Ragas

Metric-driven evaluation and test-set generation for LLM and RAG applications

github.com/vibrantlabsai/ragas★ 14.4k docs.ragas.io

Overview

Ragas is an open-source Python toolkit for evaluating Large Language Model (LLM) applications. It replaces slow, subjective manual reviews with repeatable, metric-based checks, scoring outputs with both LLM-based judges and traditional metrics so you can measure quality with numbers instead of gut feeling.

It is built for developers and teams shipping RAG systems and other LLM-backed features who need a way to tell whether a change made their app better or worse. As an evaluation framework, it pairs scoring metrics with automatic test-data generation, so you can run checks even when you don't have a hand-labeled dataset ready.

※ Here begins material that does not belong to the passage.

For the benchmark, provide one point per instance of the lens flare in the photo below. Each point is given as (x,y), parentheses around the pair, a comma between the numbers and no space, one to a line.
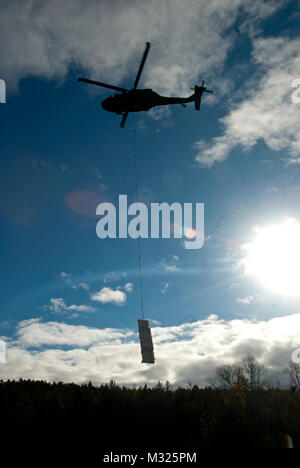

Ragas integrates with common LLM tooling such as LangChain and observability platforms, and it can use production data to build feedback loops that guide ongoing improvements.

What it does

Pre-built metrics for common evaluation tasks, combining LLM-based scoring with traditional metrics
Custom aspect evaluators such as DiscreteMetric to score any quality dimension you define
Automatic test-dataset generation when you don't have ground-truth labels ready
A ragas quickstart CLI that scaffolds a complete RAG evaluation project
Integrations with LLM frameworks like LangChain and major observability tools
Anonymized, opt-out usage analytics (set RAGAS_DO_NOT_TRACK=true to disable)

Getting started

Install Ragas from PyPI, scaffold an example project, then write a metric to score your app's output. Set your OPENAI_API_KEY before running the evaluation snippet.

Install from PyPI

Install the package with pip. You can also install the latest source directly from GitHub.

bashbash

pip install ragas

Scaffold an example project

Use the ragas quickstart command to list templates or generate a ready-made RAG evaluation project.

bashbash

# List available templates
ragas quickstart

# Create a RAG evaluation project
ragas quickstart rag_eval

Score an output with a metric

Define a DiscreteMetric, point it at an LLM, and score a response. Make sure OPENAI_API_KEY is set in your environment.

pythonpython

import asyncio
from openai import AsyncOpenAI
from ragas.metrics import DiscreteMetric
from ragas.llms import llm_factory

client = AsyncOpenAI()
llm = llm_factory("gpt-4o", client=client)

metric = DiscreteMetric(
    name="summary_accuracy",
    allowed_values=["accurate", "inaccurate"],
    prompt="""Evaluate if the summary is accurate and captures key information.

Response: {response}

Answer with only 'accurate' or 'inaccurate'."""
)

async def main():
    score = await metric.ascore(
        llm=llm,
        response="The summary of the text is..."
    )
    print(f"Score: {score.value}")
    print(f"Reason: {score.reason}")

if __name__ == "__main__":
    asyncio.run(main())

Commands and code are distilled from the project's own documentation — always check the official repo for the latest.

When to use it

Measure RAG answer quality after changing your retriever, chunking, or prompt to confirm the change actually helped
Generate a test dataset automatically when you don't have hand-labeled ground-truth data
Add LLM-output checks to a CI pipeline so regressions are caught before release
Build feedback loops from production data to track and improve an LLM app over time

How Ragas compares

Ragas alongside other open-source evaluation & red-teaming tools AI/TLDR tracks, ranked by GitHub stars.

Tool	Stars	What it does
Strix	★ 26.1k	Strix runs autonomous AI agents that act like hackers, dynamically running your code to find vulnerabilities and validate them with real proof-of-concepts.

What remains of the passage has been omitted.